Biographical details
- Born: January 10, 1904 Ensley, Alabama, U.S.
- Died: November 22, 1986 (aged 82) Athens, Georgia, U.S.

Playing career

Football
- 1924–1927: Georgia
- Position(s): Quarterback

Coaching career (HC unless noted)

Football
- 1928–1929: Georgia Military
- 1930–1937: Georgia (freshmen)

Basketball
- 1928–1930: Georgia Military
- 1930–1938: Georgia (freshmen)

Baseball
- 1928: Georgia (freshmen)
- 1929–1930: Georgia Military
- 1931–1937: Georgia (freshmen)

Administrative career (AD unless noted)
- 1938–1948: Georgia (assistant AD)

= Johnny Broadnax =

American football player and coach (1904–1986)

John Ellis Broadnax (January 10, 1904 – November 22, 1986) was an American college football player and coach.

==Playing career==
Broadnax was born in the Ensley neighborhood of Birmingham, Alabama, and grew up in Atlanta. He played quarterback for the University School for Boys in Stone Mountain, Georgia, leading the Bluebirds to a state title as a senior. Pup Phillips was team's coach.

Broadnax then went the University of Georgia, where he play for Georgia Bulldogs football team. Broadnax was quarterback for the 1927 Georgia Bulldogs "dream and wonder team" which defeated Yale.

==Coaching career and military service==
Broadnax coached the freshman baseball team at Georgia in the spring of 1928. He was then named football, basketball, and baseball coach at Georgia Military College (GMC). He led the Georgia Military football team to a state title in 1929.

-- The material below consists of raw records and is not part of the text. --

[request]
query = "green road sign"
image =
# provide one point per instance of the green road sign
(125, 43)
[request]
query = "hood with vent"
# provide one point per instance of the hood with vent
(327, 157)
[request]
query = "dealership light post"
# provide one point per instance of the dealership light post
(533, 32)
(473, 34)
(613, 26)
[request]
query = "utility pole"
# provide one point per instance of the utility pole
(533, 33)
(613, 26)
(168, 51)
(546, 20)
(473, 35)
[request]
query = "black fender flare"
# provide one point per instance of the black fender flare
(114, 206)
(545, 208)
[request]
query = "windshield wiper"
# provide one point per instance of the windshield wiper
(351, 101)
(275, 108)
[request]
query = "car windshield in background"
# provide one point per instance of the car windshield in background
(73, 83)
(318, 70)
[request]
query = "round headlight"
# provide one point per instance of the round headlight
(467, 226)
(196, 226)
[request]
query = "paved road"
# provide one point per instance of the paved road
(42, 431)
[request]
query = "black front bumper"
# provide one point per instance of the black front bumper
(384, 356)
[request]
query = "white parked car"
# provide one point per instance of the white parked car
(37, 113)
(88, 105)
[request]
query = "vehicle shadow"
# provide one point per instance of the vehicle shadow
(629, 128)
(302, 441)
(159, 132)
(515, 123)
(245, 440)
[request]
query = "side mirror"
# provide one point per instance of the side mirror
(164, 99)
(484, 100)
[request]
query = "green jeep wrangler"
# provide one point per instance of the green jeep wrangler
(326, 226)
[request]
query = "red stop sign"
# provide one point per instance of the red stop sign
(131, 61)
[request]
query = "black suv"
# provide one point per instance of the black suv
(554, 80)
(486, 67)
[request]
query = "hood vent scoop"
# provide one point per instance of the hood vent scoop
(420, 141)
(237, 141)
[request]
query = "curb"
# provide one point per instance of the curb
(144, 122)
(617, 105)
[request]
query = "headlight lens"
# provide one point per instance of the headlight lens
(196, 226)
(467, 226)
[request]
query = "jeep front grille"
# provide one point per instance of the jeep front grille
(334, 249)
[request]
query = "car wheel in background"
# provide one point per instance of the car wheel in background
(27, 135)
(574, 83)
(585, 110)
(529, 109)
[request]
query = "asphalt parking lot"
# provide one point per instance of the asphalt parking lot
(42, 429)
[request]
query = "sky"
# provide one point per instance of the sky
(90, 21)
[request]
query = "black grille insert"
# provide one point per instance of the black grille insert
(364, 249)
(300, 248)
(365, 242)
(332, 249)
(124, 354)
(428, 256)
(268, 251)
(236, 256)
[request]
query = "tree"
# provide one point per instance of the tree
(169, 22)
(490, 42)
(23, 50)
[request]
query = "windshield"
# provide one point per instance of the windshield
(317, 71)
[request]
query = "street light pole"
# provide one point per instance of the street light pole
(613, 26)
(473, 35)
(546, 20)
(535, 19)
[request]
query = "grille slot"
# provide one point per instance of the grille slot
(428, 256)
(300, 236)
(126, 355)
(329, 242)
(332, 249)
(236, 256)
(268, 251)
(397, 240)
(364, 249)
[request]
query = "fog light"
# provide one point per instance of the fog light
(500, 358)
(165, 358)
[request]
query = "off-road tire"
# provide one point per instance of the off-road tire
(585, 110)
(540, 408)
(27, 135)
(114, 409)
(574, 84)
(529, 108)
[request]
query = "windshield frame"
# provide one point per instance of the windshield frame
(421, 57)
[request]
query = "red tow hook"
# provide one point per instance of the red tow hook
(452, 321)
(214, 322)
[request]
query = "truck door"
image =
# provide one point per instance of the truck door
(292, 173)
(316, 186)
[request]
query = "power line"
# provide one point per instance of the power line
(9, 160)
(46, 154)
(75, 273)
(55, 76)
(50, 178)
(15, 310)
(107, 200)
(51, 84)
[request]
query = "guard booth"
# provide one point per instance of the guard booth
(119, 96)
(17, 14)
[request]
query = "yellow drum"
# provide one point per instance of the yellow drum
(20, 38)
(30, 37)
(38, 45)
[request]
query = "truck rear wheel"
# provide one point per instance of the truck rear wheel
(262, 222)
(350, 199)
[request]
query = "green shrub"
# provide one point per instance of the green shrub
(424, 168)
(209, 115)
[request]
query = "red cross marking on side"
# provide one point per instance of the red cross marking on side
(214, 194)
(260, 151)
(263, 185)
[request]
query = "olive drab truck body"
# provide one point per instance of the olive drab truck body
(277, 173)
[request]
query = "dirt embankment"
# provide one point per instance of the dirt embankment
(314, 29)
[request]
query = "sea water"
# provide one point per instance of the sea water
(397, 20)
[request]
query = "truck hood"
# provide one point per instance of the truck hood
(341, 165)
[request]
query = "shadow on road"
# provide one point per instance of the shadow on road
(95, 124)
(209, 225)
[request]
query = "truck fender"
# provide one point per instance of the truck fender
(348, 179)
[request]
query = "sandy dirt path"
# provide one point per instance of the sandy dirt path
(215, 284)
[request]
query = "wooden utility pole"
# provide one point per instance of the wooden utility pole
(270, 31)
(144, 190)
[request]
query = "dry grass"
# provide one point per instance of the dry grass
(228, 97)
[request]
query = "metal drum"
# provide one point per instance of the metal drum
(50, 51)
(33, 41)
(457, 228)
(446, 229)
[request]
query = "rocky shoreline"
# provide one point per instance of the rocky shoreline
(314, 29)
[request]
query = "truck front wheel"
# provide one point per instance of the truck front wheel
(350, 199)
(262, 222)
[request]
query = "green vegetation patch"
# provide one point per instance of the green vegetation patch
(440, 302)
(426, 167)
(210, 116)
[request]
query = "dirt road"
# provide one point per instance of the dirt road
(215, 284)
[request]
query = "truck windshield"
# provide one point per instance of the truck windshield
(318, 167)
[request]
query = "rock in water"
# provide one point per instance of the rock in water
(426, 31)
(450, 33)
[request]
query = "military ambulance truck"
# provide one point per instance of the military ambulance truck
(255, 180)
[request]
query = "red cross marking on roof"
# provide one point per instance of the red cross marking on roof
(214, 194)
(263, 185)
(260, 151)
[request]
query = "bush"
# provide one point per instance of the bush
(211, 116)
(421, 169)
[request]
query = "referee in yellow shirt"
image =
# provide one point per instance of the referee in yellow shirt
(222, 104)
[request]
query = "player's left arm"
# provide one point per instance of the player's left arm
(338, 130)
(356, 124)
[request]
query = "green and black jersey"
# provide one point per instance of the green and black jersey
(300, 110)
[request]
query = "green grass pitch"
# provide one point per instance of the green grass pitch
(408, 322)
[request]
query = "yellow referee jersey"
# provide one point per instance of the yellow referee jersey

Broadnax returned to his alma mater, Georgia, as a freshman football, basketball, and baseball coach in 1930. He was an assistant athletic director at Georgia from 1938 to 1948.

In 1942, Broadnax was commissioned as a lieutenant in the United States Navy. He returned to Georgia in 1945, after three years of military service during World War II.

==Death==
Broadnax died on November 22, 1986, in Athens, Georgia, from complications of pneumonia.